A social innovation can be a product, production process, or technology (much like innovation in general), but it can also be a principle, an idea, a piece of legislation, a social movement, an intervention, or some combination of them.

“Social innovation can take place within government, within traditional companies, or within the non-profit or third sector, but is increasingly seen to happen most effectively in the space between the three sectors,” comments Caffin.

“We will definitely be drawing lessons from a range of models, while putting our own flavour on what we do here. The Young Foundation (where Mulgan is Director), which builds on the 50 year legacy of social entrepreneur Michael Young, has been extremely supportive to date in sharing their thoughts and experiences. There are some other excellent examples, such as MindLab in Copenhagen and KennisLand (or KnowledgeLand) in Amsterdam, that I recently had the privilege to visit.

“From the White House (Obama has established an Office for Social Innovation) through to Singapore and New Zealand, there is a growing movement for institutions like ours to contribute to achieving positive social change through innovation. Collaboration with these institutions will be key to developing our methods and ideas further.”

A primary task will be simply raising awareness of social innovation in Australia – identifying, supporting and promoting the best social innovations across the country and getting involved on projects that will see a social impact here. And while ultimately the goal is to be a national centre of excellence in the field of social innovation and some initiatives will be pitched at a national audience, much of the Centre’s initial work will start in South Australia.

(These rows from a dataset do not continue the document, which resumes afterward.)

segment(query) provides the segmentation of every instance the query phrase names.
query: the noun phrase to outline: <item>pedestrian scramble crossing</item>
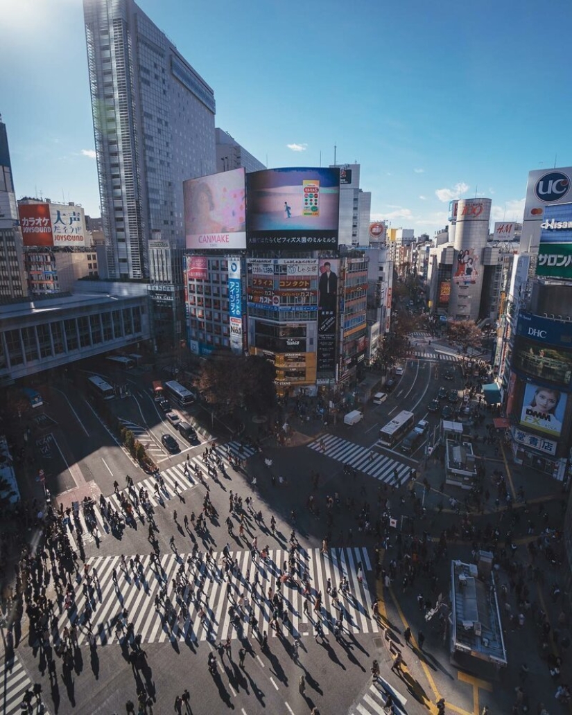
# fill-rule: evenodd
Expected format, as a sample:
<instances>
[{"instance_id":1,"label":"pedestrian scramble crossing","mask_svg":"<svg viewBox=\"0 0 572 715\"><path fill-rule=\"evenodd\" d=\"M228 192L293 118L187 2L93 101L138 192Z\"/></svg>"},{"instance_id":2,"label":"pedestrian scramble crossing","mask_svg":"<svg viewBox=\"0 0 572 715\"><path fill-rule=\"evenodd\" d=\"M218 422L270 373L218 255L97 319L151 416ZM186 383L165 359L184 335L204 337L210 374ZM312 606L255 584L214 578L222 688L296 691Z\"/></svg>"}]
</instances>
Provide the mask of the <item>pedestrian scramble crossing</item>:
<instances>
[{"instance_id":1,"label":"pedestrian scramble crossing","mask_svg":"<svg viewBox=\"0 0 572 715\"><path fill-rule=\"evenodd\" d=\"M33 687L28 674L15 654L0 662L0 713L12 715L13 713L27 712L21 707L22 698L26 691ZM49 715L45 705L43 710L38 709L38 699L34 696L31 699L34 712Z\"/></svg>"},{"instance_id":2,"label":"pedestrian scramble crossing","mask_svg":"<svg viewBox=\"0 0 572 715\"><path fill-rule=\"evenodd\" d=\"M311 442L308 446L326 457L343 462L350 467L369 474L379 481L401 485L409 478L411 468L402 464L381 452L369 447L348 442L334 435L324 435ZM397 472L396 472L397 470ZM396 481L397 477L397 481Z\"/></svg>"},{"instance_id":3,"label":"pedestrian scramble crossing","mask_svg":"<svg viewBox=\"0 0 572 715\"><path fill-rule=\"evenodd\" d=\"M276 592L277 579L280 578L281 573L279 569L283 562L288 559L287 549L270 549L266 561L258 558L253 561L248 550L231 551L230 558L237 559L238 570L230 581L223 578L222 553L214 553L213 561L208 566L204 559L200 565L190 566L187 561L188 556L164 554L161 558L163 571L158 571L155 564L152 568L150 556L142 557L142 568L138 573L131 571L130 567L127 573L124 571L121 568L120 556L89 558L87 563L93 576L92 588L86 596L83 580L77 581L76 607L59 616L59 636L64 627L75 624L79 644L88 642L85 606L89 600L92 609L92 633L98 645L117 644L123 638L123 633L117 631L116 625L124 608L128 611L128 620L133 623L135 634L140 634L142 643L236 639L253 632L251 625L253 616L258 631L258 633L254 631L255 635L266 631L269 638L276 637L276 632L270 627L272 606L266 596L268 588L272 588L273 593ZM284 611L288 614L289 631L294 636L316 635L318 616L314 612L314 603L318 591L322 593L320 617L326 637L331 635L336 619L341 617L341 609L344 615L343 637L352 638L359 633L379 631L377 623L369 613L372 596L367 579L365 576L363 579L358 578L360 566L364 574L372 571L366 548L331 548L325 554L318 548L309 549L302 551L301 559L309 573L312 588L310 612L304 611L305 597L302 588L292 581L281 583ZM181 608L180 596L178 596L174 586L174 577L183 562L188 583L183 598L188 601L188 610ZM117 584L112 577L114 568L117 575ZM254 582L257 572L265 598L258 596L254 599L248 583ZM203 575L205 576L205 586L199 606L195 582L198 582ZM331 578L332 585L337 587L343 576L348 580L349 590L346 596L339 594L340 606L338 607L326 593L327 579ZM232 586L230 597L227 592L228 583ZM155 596L163 587L167 588L167 598L157 608ZM190 597L190 589L194 589L194 592ZM258 593L260 591L259 588ZM243 594L246 595L241 601ZM165 603L169 604L168 608L165 608ZM234 623L231 623L229 611L232 603L237 607ZM284 630L283 627L283 633Z\"/></svg>"},{"instance_id":4,"label":"pedestrian scramble crossing","mask_svg":"<svg viewBox=\"0 0 572 715\"><path fill-rule=\"evenodd\" d=\"M226 456L227 449L234 456L240 457L241 459L248 459L255 453L255 450L251 447L241 445L238 441L227 442L223 445L218 445L215 447L215 453L218 455L222 459L225 470L227 472L233 468ZM188 465L188 471L186 474L184 468L185 463ZM178 493L183 493L192 487L194 487L199 481L195 475L195 465L198 465L203 474L203 478L205 481L208 479L212 479L212 475L208 473L206 463L203 460L202 454L197 454L193 457L189 456L188 460L184 460L179 464L173 465L160 470L160 475L165 481L165 489L160 489L158 493L155 493L155 486L157 483L157 478L155 476L149 476L135 483L135 491L138 493L139 490L142 488L146 489L149 492L149 501L154 508L160 503L160 500L163 503L172 499L178 500L179 497L175 491L176 485L178 485ZM133 490L131 490L130 493L126 489L124 489L123 492L132 501ZM159 496L157 496L157 493ZM122 513L121 503L117 494L111 494L107 497L106 501L110 501L113 508L116 509L120 513ZM139 511L140 513L144 514L140 507ZM99 503L95 503L93 512L95 516L94 528L92 527L90 528L89 525L86 521L84 510L81 507L74 518L74 528L72 528L71 523L68 521L65 522L69 543L72 548L76 551L78 550L78 538L81 538L84 544L92 543L96 540L101 541L111 533L111 526L101 513ZM135 518L137 518L137 510L134 511L134 516ZM82 531L81 536L78 536L78 523Z\"/></svg>"},{"instance_id":5,"label":"pedestrian scramble crossing","mask_svg":"<svg viewBox=\"0 0 572 715\"><path fill-rule=\"evenodd\" d=\"M458 363L458 355L452 355L448 352L428 352L427 350L415 350L413 352L415 358L420 358L424 360L432 360L437 362Z\"/></svg>"},{"instance_id":6,"label":"pedestrian scramble crossing","mask_svg":"<svg viewBox=\"0 0 572 715\"><path fill-rule=\"evenodd\" d=\"M388 695L393 699L393 705L384 708ZM407 699L398 693L383 678L376 678L368 684L365 692L349 709L349 715L406 715Z\"/></svg>"}]
</instances>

March 2010 will see the launch of Bold Ideas, Better Lives, Australia’s Social Innovation Challenge, where individuals, communities and organisations across Australia can submit their ideas to the Centre. Working closely with a shortlist of entrants, ideas will be developed into feasible projects and in the final stage up to 10 projects will be supported both financially – there is $1m on the table – as well as with capacity-building to implement their ideas.

The Centre is also looking to explore the potential of using design-thinking approaches to radically redesign social services.

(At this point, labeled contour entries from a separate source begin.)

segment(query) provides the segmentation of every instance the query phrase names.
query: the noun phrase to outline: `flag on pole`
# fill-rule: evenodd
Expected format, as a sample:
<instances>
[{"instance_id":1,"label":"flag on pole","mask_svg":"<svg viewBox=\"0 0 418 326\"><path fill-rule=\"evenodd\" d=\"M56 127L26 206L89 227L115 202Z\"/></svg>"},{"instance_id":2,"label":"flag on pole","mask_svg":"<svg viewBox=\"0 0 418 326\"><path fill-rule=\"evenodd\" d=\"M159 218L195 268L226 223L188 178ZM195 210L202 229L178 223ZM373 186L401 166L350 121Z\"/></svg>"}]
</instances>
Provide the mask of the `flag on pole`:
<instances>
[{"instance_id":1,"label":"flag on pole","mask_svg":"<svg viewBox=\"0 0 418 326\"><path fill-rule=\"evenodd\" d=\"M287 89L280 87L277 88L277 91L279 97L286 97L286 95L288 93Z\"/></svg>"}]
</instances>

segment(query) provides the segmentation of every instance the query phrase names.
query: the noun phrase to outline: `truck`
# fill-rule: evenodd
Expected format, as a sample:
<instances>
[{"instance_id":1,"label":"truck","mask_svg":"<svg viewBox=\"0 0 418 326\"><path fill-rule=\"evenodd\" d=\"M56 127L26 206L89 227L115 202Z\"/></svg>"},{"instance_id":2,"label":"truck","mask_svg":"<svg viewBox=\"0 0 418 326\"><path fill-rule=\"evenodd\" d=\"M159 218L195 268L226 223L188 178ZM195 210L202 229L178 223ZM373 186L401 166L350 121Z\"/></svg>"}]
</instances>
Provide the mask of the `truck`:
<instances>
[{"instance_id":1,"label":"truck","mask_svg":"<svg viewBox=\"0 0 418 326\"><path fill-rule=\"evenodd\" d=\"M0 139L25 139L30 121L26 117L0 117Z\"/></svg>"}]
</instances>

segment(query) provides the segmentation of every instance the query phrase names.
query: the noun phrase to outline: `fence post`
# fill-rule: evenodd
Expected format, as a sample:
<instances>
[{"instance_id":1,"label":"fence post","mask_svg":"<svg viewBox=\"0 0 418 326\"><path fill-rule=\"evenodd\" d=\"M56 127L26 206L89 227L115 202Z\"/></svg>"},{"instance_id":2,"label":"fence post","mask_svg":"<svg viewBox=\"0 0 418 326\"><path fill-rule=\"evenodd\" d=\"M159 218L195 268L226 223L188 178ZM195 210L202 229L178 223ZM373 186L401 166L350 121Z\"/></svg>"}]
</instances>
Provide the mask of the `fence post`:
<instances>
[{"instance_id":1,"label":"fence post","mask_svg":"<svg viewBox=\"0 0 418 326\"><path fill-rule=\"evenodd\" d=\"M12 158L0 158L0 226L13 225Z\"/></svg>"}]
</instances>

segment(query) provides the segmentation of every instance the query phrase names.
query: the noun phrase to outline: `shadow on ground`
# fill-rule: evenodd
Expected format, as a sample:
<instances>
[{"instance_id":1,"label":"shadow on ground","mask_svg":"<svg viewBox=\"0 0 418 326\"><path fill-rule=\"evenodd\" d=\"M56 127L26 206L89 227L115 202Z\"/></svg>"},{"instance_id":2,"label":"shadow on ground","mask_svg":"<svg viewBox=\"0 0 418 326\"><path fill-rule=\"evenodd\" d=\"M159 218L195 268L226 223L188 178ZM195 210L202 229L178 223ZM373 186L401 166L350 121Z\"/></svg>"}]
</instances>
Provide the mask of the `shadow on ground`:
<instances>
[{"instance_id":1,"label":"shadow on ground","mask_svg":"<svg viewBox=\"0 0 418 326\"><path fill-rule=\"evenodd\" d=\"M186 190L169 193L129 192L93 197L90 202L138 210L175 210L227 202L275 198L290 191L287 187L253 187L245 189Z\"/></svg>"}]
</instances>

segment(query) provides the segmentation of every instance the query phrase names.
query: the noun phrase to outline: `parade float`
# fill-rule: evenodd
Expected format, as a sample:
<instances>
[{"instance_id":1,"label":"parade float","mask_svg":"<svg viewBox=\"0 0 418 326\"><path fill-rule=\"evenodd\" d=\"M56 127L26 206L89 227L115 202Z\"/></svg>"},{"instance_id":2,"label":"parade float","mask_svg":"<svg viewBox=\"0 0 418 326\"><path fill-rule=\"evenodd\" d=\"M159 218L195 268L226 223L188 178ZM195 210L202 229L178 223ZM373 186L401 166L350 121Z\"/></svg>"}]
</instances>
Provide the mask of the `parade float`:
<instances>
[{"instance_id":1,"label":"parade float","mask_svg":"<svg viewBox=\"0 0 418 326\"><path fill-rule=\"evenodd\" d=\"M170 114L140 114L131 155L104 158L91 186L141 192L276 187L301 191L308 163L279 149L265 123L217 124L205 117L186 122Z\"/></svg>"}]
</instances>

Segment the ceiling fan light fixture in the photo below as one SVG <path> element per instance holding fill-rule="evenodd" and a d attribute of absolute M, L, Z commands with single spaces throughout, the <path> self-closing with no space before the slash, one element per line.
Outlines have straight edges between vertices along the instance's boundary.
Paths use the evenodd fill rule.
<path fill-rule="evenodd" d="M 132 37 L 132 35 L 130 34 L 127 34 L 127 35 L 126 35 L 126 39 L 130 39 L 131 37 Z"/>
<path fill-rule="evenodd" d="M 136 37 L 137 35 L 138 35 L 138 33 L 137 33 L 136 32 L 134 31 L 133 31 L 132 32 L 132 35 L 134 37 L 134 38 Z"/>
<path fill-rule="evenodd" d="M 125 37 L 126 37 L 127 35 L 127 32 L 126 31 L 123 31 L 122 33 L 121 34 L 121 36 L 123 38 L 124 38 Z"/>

“The design community, as exemplified in the work and writings of Tim Brown and the team at IDEO, is rediscovering its role in not just designing better products, but in making better lives. At the same time, constraints on public spending are forcing the public sector to think creatively about how to achieve policy outcomes in more cost-effective ways. We are keen to bring these two worlds together to experiment with and develop new ways of working and new models of service delivery,” adds Caffin.

There will be an emphasis on collaboration.

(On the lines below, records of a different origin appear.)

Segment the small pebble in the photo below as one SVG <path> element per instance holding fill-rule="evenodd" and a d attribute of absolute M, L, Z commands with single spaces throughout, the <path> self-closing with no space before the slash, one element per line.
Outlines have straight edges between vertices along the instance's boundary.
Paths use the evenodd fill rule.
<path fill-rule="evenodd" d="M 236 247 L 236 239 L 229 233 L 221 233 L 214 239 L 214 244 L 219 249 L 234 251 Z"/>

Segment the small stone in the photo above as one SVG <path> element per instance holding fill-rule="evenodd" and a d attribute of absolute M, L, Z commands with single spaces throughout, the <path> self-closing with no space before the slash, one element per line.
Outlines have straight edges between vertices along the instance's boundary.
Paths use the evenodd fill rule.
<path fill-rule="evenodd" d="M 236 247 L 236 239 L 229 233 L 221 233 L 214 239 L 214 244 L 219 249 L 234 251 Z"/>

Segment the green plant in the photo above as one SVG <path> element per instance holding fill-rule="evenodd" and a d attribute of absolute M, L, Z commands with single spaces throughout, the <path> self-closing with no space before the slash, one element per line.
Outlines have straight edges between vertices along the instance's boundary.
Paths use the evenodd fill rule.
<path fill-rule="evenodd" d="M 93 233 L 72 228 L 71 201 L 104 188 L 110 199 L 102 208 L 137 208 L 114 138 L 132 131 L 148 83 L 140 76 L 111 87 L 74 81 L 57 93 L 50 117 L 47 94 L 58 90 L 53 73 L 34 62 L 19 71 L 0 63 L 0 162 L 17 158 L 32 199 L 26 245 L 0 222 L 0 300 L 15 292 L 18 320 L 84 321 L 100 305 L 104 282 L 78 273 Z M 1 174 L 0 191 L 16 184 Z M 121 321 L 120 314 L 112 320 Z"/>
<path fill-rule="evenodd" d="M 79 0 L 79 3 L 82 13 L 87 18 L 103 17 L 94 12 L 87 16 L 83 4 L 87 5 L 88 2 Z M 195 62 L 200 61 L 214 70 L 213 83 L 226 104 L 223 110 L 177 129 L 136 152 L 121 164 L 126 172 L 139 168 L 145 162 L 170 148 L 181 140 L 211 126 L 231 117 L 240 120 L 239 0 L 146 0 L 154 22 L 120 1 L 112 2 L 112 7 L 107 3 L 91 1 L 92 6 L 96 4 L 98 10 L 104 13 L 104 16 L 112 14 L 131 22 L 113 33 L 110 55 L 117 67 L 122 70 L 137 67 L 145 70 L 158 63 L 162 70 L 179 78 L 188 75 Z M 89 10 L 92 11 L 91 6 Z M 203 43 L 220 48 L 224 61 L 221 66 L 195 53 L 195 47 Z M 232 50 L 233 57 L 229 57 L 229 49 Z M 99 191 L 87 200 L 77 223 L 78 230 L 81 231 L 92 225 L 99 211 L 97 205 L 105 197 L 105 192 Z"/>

“One of the first questions we ask when conceiving a new project is “who can we work with on this?” We recognise that there is a huge range of expertise, interest and passion out there and we want to harness that power and enthusiasm and avoid reinventing the wheel. So we’ll be partnering with institutions, communities and individuals to make sure we’re finding the best way forward to achieve positive change in our society.

“Ultimately, the Centre has been set up to contribute to a more inclusive and just society for all Australians by being an incubator for socially innovative ideas and a safe space for experimentation. The pace, scale and complexity of challenges that are emerging, from climate change adaptation to the consequences of an ageing society, means that we have our work cut out. Staying relevant means addressing existing social problems while recognising and responding to new and emerging challenges. Ultimately, we will be judged on the value of the contribution we make.”

In this respect, Caffin urges the public to become directly involved: “Talk to us. Write to us. Come to our events. Dream up an idea and let us know. Is something affecting your community? Tell us your story and what you want to see changed (even better, tell us how you think you can change it). People lie at the heart of social innovation so we will be actively looking for ways to get people involved.”